The haptic feedback arrangement 1 may further comprise a first driver 12 configured to drive the first actuator 6, a second driver 13 configured to drive the second actuator 8, and optionally a third driver 14 configured to drive the third actuator 10. The drivers may be controlled using synchronized signals, creating various haptic pattern envelopes with adjustable configurations of attacks and decays.

The first actuator 6, the second actuator 8, and optionally the third actuator 10 may be one of a piezoelectric actuator, an ultrasonic actuator, an electrostatic actuator, an electromagnetic actuator, a thermal actuator, and a pneumatic actuator.

At least one of the restricting element 7, the first phase 3 of the propagation medium, and the second phase 4 of the propagation medium may comprise an electroactive material, a photoactive material, a temperature active material, and a magnetoactive material.
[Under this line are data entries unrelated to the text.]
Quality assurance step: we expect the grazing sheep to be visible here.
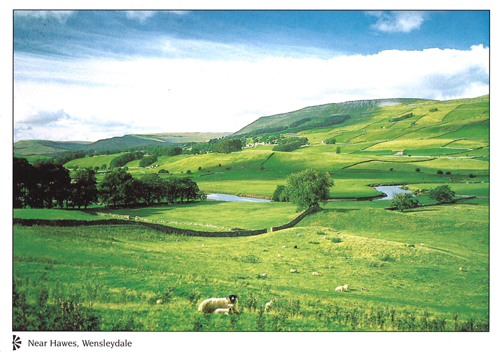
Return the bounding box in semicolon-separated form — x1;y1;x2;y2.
214;304;234;315
198;295;240;313
264;298;276;312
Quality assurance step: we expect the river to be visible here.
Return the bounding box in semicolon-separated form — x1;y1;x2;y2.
373;186;411;200
207;193;270;202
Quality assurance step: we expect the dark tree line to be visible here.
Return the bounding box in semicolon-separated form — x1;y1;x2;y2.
13;158;202;208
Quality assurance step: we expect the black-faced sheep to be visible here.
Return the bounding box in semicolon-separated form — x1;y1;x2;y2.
214;304;234;315
198;295;240;313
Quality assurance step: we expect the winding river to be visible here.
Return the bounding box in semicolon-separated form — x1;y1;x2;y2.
207;193;270;202
374;186;411;200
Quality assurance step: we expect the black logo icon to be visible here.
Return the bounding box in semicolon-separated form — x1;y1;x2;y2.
12;335;21;351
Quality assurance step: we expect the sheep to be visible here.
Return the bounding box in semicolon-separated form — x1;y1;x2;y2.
214;304;234;315
198;295;240;313
264;298;276;312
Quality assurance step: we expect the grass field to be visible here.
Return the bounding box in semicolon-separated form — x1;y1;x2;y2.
13;96;491;331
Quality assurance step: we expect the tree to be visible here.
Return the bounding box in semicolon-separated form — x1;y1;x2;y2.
273;185;288;202
429;185;455;203
391;193;419;212
70;169;98;209
99;170;137;207
13;158;35;208
284;169;333;211
140;173;166;205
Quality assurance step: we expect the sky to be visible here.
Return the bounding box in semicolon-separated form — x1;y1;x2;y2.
13;10;490;142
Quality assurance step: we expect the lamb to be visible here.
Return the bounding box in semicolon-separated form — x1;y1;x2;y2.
198;295;240;313
214;304;234;315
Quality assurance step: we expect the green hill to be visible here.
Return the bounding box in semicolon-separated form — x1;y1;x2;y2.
14;132;229;156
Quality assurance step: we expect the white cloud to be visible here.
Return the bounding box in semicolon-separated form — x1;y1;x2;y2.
125;11;155;23
367;11;426;33
14;10;75;23
14;45;489;140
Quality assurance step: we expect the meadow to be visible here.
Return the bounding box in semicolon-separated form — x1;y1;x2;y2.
13;93;490;331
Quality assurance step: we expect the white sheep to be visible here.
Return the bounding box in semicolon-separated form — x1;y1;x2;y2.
214;304;234;315
198;295;240;313
264;298;276;312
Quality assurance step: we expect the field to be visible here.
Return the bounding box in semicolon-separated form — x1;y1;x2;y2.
13;93;490;331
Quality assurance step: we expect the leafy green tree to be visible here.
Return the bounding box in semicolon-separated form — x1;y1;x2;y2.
325;138;337;144
284;169;334;211
391;193;419;212
140;173;166;204
214;139;243;154
99;170;137;207
429;185;455;203
13;158;35;208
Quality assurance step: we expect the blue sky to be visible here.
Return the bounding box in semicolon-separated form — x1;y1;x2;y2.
14;11;490;141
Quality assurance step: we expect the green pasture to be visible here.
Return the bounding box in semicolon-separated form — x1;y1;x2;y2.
444;101;490;121
446;139;490;149
106;200;299;231
405;147;468;156
64;153;125;169
442;123;490;140
417;104;459;124
13;209;106;220
367;139;453;152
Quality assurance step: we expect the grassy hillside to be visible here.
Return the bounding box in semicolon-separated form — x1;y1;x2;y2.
14;198;489;331
14;132;229;156
14;140;89;156
13;96;490;331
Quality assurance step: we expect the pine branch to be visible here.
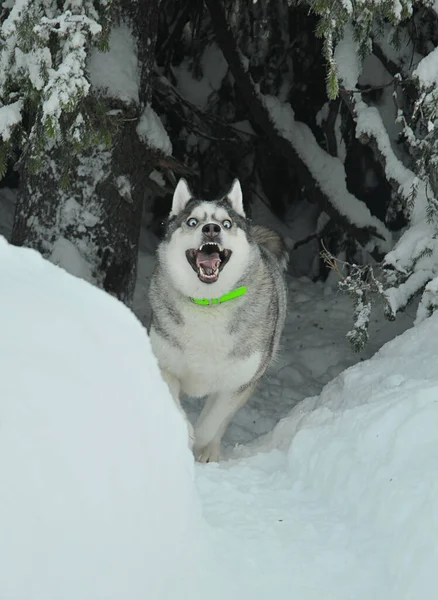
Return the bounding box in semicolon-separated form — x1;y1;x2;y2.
206;0;382;260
At least one of the restricting element 7, the first phase 3 of the propagation medium, and the second phase 4 of the propagation medium may comprise a magnetoactive material, the second actuator 8 being a voice coil actuator.

The various aspects and implementations have been described in conjunction with various embodiments herein. However, other variations to the disclosed embodiments can be understood and effected by those skilled in the art in practicing the claimed subject-matter, from a study of the drawings, the disclosure, and the appended claims. In the claims, the word “comprising” does not exclude other elements or steps, and the indefinite article “a” or “an” does not exclude a plurality. The mere fact that certain measures are recited in mutually different dependent claims does not indicate that a combination of these measured cannot be used to advantage. The reference signs used in the claims shall not be construed as limiting the scope. Unless otherwise indicated, the drawings are intended to be read (e.g., cross-hatching, arrangement of parts, proportion, degree, etc.) together with the specification, and are to be considered a portion of the entire written description of this disclosure. As used in the description, the terms “horizontal”, “vertical”, “left”, “right”, “up” and “down”, as well as adjectival and adverbial derivatives thereof (e.g., “horizontally”, “rightwardly”, “upwardly”, etc.), simply refer to the orientation of the illustrated structure as the particular drawing figure faces the reader. Similarly, the terms “inwardly” and “outwardly” generally refer to the orientation of a surface relative to its axis of elongation, or axis of rotation, as appropriate.